Saccharomyces cerevisiae has been demonstrated to be an excellent platform for the multi-fragment assembly of large DNA constructs through its powerful homologous recombination ability. These assemblies have invariably used the stable centromeric single copy vectors. However, many applications of these assembled genomes would benefit from assembly in a higher copy number vector for improved downstream extraction of intact genomes from the yeast. A review of the literature revealed that large multi-fragment assemblies did not appear to have been attempted in multicopy vectors. Therefore, we devised a toolkit that would enable one to seamlessly transition with the same assembling fragments between a single copy and a multicopy vector. We evaluated the assembly of a 28 kb attenuated SARS-CoV-2 genome (lacking the N gene) from 10 fragments in both single copy and multicopy vector systems. Our results reveal that assembly was comparably efficient in the two vector systems. The findings should add to the synthetic biology toolkit of S. cerevisiae and should enable researchers to utilize any of these vector systems depending on their downstream applications.

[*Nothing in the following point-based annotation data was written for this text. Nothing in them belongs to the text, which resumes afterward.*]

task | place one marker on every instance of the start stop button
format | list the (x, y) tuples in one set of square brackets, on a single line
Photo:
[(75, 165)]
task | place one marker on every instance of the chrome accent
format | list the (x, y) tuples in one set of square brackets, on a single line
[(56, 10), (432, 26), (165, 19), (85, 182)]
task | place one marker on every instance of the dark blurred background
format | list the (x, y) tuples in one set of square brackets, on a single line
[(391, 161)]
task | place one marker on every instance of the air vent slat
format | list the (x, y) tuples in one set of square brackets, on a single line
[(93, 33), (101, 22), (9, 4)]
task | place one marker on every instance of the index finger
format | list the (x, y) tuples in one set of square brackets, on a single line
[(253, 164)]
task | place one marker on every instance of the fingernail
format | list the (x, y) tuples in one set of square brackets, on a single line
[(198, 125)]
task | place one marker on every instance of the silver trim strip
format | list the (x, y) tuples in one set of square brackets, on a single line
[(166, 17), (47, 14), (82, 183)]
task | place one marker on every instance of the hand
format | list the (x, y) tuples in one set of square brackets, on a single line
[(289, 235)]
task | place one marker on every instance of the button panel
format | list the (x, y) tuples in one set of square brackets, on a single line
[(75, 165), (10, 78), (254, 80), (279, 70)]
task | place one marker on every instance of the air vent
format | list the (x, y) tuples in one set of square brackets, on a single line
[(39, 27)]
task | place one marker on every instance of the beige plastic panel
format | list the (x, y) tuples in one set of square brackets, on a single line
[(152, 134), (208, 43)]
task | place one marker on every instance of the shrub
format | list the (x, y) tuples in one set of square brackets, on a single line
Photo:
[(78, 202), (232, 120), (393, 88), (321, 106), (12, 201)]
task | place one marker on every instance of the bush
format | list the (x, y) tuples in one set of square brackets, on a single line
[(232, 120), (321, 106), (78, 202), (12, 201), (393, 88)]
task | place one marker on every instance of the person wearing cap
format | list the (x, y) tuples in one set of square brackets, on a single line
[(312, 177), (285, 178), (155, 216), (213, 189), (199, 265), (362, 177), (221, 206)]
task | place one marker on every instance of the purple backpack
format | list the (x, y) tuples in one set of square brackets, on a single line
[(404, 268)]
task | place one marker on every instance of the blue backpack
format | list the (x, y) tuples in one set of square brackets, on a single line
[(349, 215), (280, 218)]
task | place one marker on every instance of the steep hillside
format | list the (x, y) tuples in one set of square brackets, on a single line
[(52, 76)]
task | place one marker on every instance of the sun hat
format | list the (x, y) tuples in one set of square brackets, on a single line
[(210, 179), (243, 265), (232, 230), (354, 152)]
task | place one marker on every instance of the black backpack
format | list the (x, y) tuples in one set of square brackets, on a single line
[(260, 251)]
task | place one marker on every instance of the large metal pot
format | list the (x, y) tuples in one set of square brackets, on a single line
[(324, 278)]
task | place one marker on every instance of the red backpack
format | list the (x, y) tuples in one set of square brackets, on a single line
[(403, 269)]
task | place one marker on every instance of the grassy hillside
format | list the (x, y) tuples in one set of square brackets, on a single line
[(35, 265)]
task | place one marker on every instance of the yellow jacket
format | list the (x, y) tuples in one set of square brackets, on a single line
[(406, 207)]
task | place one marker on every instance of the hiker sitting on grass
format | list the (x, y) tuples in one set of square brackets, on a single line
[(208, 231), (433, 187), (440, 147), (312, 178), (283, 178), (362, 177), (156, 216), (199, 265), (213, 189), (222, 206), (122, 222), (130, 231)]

酿酒酵母通过其强大的同源重组能力已被证明是大型 DNA 构建体多片段组装的绝佳平台。这些组装体总是使用稳定的着丝粒单拷贝载体。然而，这些组装基因组的许多应用将受益于在更高拷贝数载体中的组装，以改善从酵母中提取完整基因组的下游过程。对文献的回顾表明，似乎没有在多拷贝载体中尝试过大型多片段组装。因此，我们设计了一个工具包，使人们能够使用相同的组装片段在单拷贝和多拷贝向量之间无缝转换。我们评估了单拷贝和多拷贝载体系统中 10 个片段组装的 28 kb 减毒 SARS-CoV-2 基因组（缺少 N 基因）。我们的结果表明，两个载体系统中的组装效率相当。这些发现应该添加到酿酒酵母的合成生物学工具包中，并使研究人员能够根据其下游应用来利用任何这些载体系统。